The head sculpt on Silverstreak/Streak still stands above all the other Masterpiece Transformers so far, without any sort of doubt in my mind. The definition on Streak’s delicate facial features and the degree to which they nailed a Generation 1 aesthetic – minus any sort of pouty lips, odd chin, bizarre eye shape or any such deviation – means from top to bottom Silverstreak is a beauty. Since this is a G1 toy deco with no significant Diaclone heritage (beyond the common GiG Italian version which simply isn’t on Takara’s radar), the fact that no Autobot symbol has been added as a tampograph strikes me as a strange choice. I can only deduce that the symbols being on a separate sheet a la Tigertrack indicates a leftover idea for what may well have come very close to actually being an MP Blue Bluestreak release as the Tokyo Toy Show exclusive.

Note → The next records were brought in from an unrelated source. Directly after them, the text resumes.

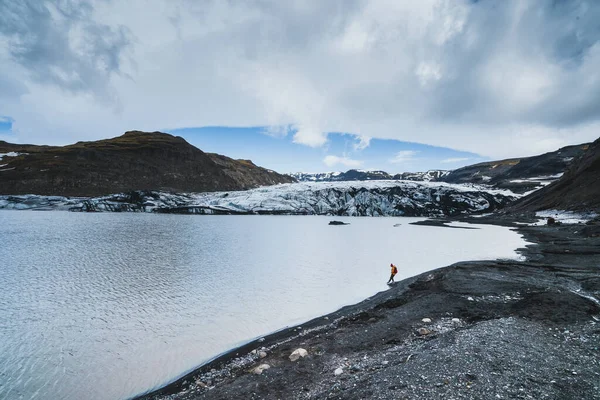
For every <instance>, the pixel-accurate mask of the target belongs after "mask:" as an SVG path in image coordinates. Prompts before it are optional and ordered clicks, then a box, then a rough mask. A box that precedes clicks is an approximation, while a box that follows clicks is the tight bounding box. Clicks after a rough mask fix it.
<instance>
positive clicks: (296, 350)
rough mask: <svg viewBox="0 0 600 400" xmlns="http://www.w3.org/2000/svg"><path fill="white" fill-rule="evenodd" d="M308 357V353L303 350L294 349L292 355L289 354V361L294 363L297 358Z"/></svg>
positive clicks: (299, 349)
mask: <svg viewBox="0 0 600 400" xmlns="http://www.w3.org/2000/svg"><path fill="white" fill-rule="evenodd" d="M307 355H308V351H306V350H304V349H301V348H299V349H296V350H294V351H293V352H292V354H290V361H296V360H298V359H299V358H304V357H306V356H307Z"/></svg>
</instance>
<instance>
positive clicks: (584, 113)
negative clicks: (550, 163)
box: [0, 0, 600, 158]
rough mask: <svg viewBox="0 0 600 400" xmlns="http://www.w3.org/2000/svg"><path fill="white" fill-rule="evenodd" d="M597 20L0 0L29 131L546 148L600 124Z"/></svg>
mask: <svg viewBox="0 0 600 400" xmlns="http://www.w3.org/2000/svg"><path fill="white" fill-rule="evenodd" d="M598 21H600V2H597V1H592V0H590V1H584V0H580V1H577V0H573V1H566V0H565V1H559V0H554V1H550V0H548V1H543V0H542V1H537V0H530V1H524V0H523V1H518V0H514V1H504V0H496V1H491V0H481V1H460V0H419V1H410V2H409V1H399V0H389V1H385V0H379V1H347V0H340V1H335V0H331V1H317V0H315V1H304V0H298V1H291V0H290V1H278V0H272V1H269V0H256V1H222V0H218V1H217V0H215V1H210V0H207V1H191V0H190V1H185V0H180V1H171V0H168V1H167V0H162V1H159V0H156V1H147V0H128V1H116V0H115V1H109V0H102V1H89V2H88V1H86V2H83V1H81V2H80V1H71V0H57V1H38V0H31V1H11V0H0V115H3V116H9V117H11V118H12V120H13V121H14V122H13V132H14V134H13V136H11V137H10V139H11V140H13V141H20V142H34V143H50V144H66V143H71V142H75V141H77V140H91V139H98V138H103V137H112V136H116V135H119V134H120V133H122V132H123V131H125V130H128V129H142V130H160V129H175V128H181V127H193V126H208V125H216V126H265V125H272V126H274V128H273V129H270V130H269V132H270V133H271V134H273V135H285V134H293V135H295V136H294V140H295V141H296V142H297V143H302V144H305V145H307V146H315V147H318V146H323V145H325V144H326V142H327V132H349V133H352V134H356V135H357V143H358V144H357V147H359V148H360V147H361V146H368V144H369V140H370V139H371V138H394V139H399V140H403V141H412V142H418V143H426V144H431V145H436V146H445V147H450V148H454V149H459V150H466V151H471V152H475V153H478V154H481V155H484V156H488V157H492V158H500V157H513V156H522V155H532V154H536V153H540V152H543V151H551V150H555V149H556V148H558V147H560V146H563V145H567V144H575V143H581V142H585V141H591V140H594V139H595V138H597V137H598V136H600V129H598V128H599V127H600V44H599V39H600V25H599V24H598ZM279 126H282V127H283V128H279ZM290 127H291V128H293V129H289V128H290Z"/></svg>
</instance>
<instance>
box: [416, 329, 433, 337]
mask: <svg viewBox="0 0 600 400" xmlns="http://www.w3.org/2000/svg"><path fill="white" fill-rule="evenodd" d="M417 333H418V334H419V336H425V335H429V334H430V333H431V331H430V330H429V329H427V328H419V329H418V330H417Z"/></svg>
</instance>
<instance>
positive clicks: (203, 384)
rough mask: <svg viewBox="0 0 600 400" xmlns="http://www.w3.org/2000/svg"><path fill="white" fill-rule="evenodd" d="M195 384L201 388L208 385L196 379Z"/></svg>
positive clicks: (203, 382)
mask: <svg viewBox="0 0 600 400" xmlns="http://www.w3.org/2000/svg"><path fill="white" fill-rule="evenodd" d="M196 386H199V387H201V388H207V387H208V385H207V384H206V383H204V382H202V381H201V380H197V381H196Z"/></svg>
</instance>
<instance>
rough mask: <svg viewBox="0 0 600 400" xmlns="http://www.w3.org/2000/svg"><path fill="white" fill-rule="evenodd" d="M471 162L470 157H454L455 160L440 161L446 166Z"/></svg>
mask: <svg viewBox="0 0 600 400" xmlns="http://www.w3.org/2000/svg"><path fill="white" fill-rule="evenodd" d="M469 160H470V158H469V157H454V158H446V159H445V160H440V162H441V163H444V164H453V163H459V162H463V161H469Z"/></svg>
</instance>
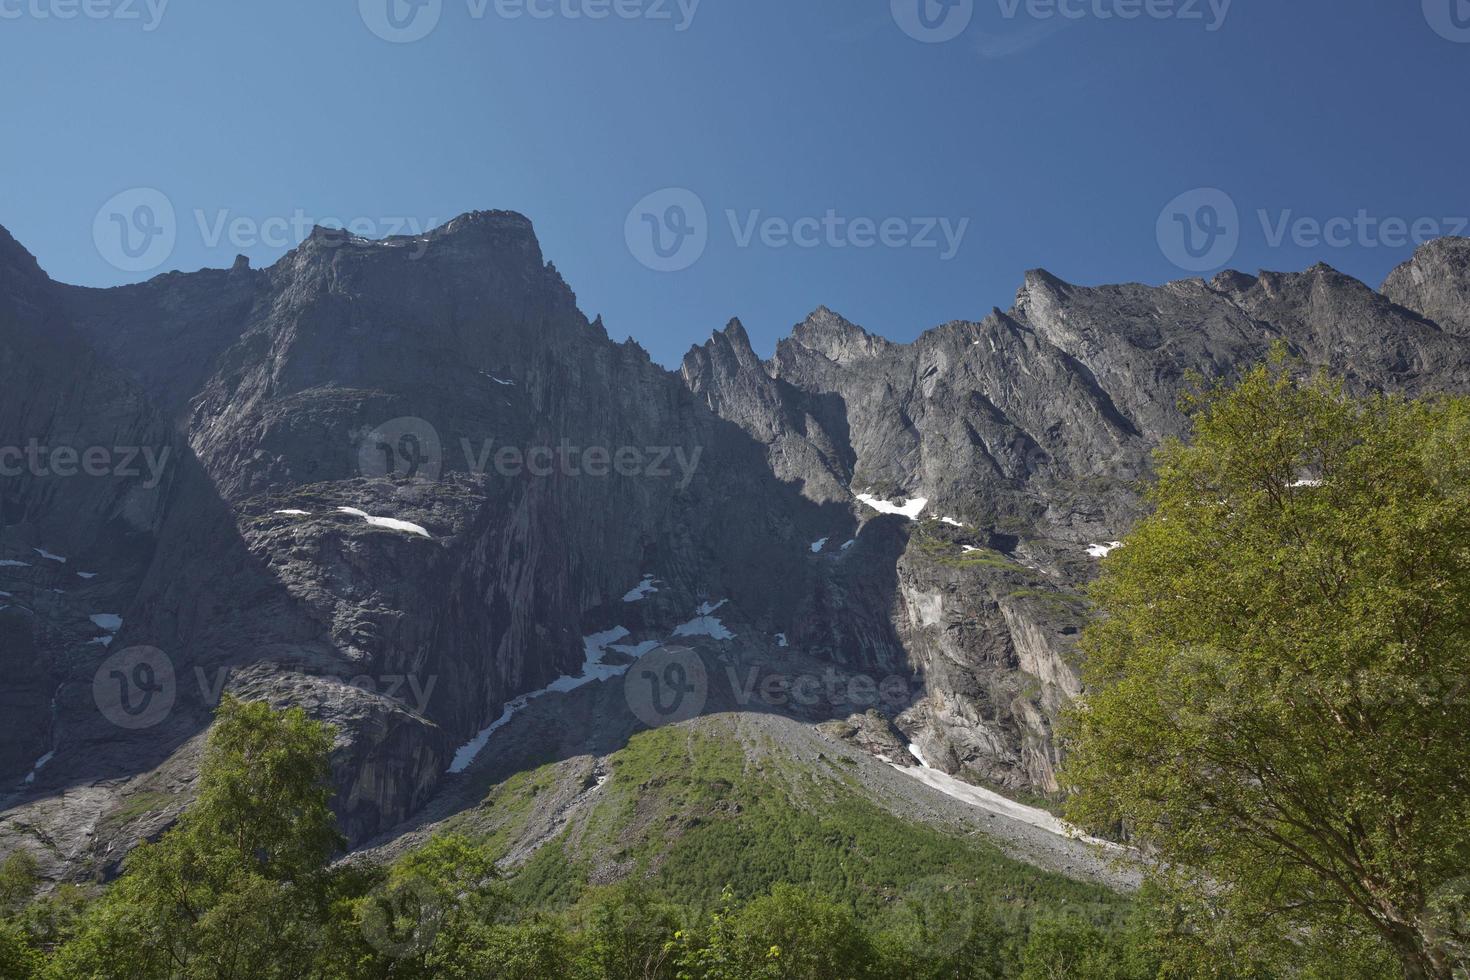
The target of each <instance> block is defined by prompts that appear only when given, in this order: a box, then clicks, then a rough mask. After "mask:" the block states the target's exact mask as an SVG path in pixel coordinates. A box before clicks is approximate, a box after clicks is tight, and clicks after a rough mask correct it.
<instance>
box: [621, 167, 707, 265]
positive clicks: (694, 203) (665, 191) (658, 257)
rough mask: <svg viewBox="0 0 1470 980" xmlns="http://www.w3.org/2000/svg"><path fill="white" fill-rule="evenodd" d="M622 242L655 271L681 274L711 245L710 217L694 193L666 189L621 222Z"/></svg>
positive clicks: (685, 189) (633, 212)
mask: <svg viewBox="0 0 1470 980" xmlns="http://www.w3.org/2000/svg"><path fill="white" fill-rule="evenodd" d="M623 241H626V242H628V251H631V253H632V256H634V259H637V260H638V262H639V263H642V264H644V266H647V267H648V269H653V270H654V272H682V270H684V269H688V267H689V266H692V264H694V263H695V262H698V260H700V257H701V256H703V254H704V250H706V248H707V247H709V244H710V217H709V212H706V210H704V201H703V200H700V195H698V194H695V192H694V191H691V190H688V188H682V187H667V188H664V190H661V191H654V192H653V194H648V195H647V197H644V198H642V200H641V201H638V203H637V204H634V207H632V210H631V212H628V219H626V220H625V222H623Z"/></svg>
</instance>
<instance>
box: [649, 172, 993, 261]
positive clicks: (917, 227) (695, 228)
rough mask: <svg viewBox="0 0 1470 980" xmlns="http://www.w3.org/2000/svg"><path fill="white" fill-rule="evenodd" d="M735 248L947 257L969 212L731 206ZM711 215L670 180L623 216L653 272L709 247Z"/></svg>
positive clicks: (958, 251)
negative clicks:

For a time it was even thought that this release could be the all-chrome supposed second prize Diaclone campaign Fairlady Z homage upon which the E-hobby Silver Plated Streak reissue exclusive was based. It’s worth noting that no concrete evidence currently exists to support the existence of a vintage all silver chrome Diaclone second prize Fairlady, only the gold chrome first prize Fairlady has been seen and confirmed. Hell, the term “Silver Prowl” was even bandied about behind the scenes regarding the nature of this release before confirmation of its true nature emerged. With so many different expectations and desires, it’s little wonder that so many could have been disappointed with the choice of scheme for the final production version of this exclusive. However, anyone who has chosen to shun this release based on that disappointment is simply missing out on a gorgeous figure. You can’t fault people for their preferences though, not everyone wants toy-centric Masterpiece. I didn’t think I did.
And yet here I am, someone who bought into the Masterpiece 2.0 philosophy of slavish G1 cartoon accuracy and the promise of a G1 Ark crew, buying and preferring the two Autobot car Masterpieces that are most removed from that focus. G2 Lambor has more character and personality than virtually all of my MP collection despite my previous lack of attachment to anything G2 or Marvel Comic-related, so he’s my favourite Lambor, above even Tigertrack – this coming from the world’s biggest fan of ‘Yellow Sideswipe’.
And then there’s MP-18S Silverstreak, the forgotten Fairlady, who wins the whole thing by sheer bludgeoning force of good looks that overshadow every accurate cartoon detail, series homage, geek nod and nice touch of the ‘central’ Masterpiece cars. I’m so glad we got this instead of the Diaclone Blue Bluestreak on this occasion, because Blue Bluestreak deserves to be done right with Prowl’s head and waist, not to just be a direct repaint of MP-18 because of convenience. If we ever get MP-18B, he should be called simply “Bluestreak”. MP-18S Silverstreak stands outside the main continuity of Masterpiece Transformers as non-essential to those who value cartoon purity, conveniently suiting people’s need to buy accessibly priced Masterpiece, and yet is so good that in a number of collections I have seen MP-18S as the preferred “Streak”. That, ladies and gentlemen, is how you do an exclusive. However unintended it was.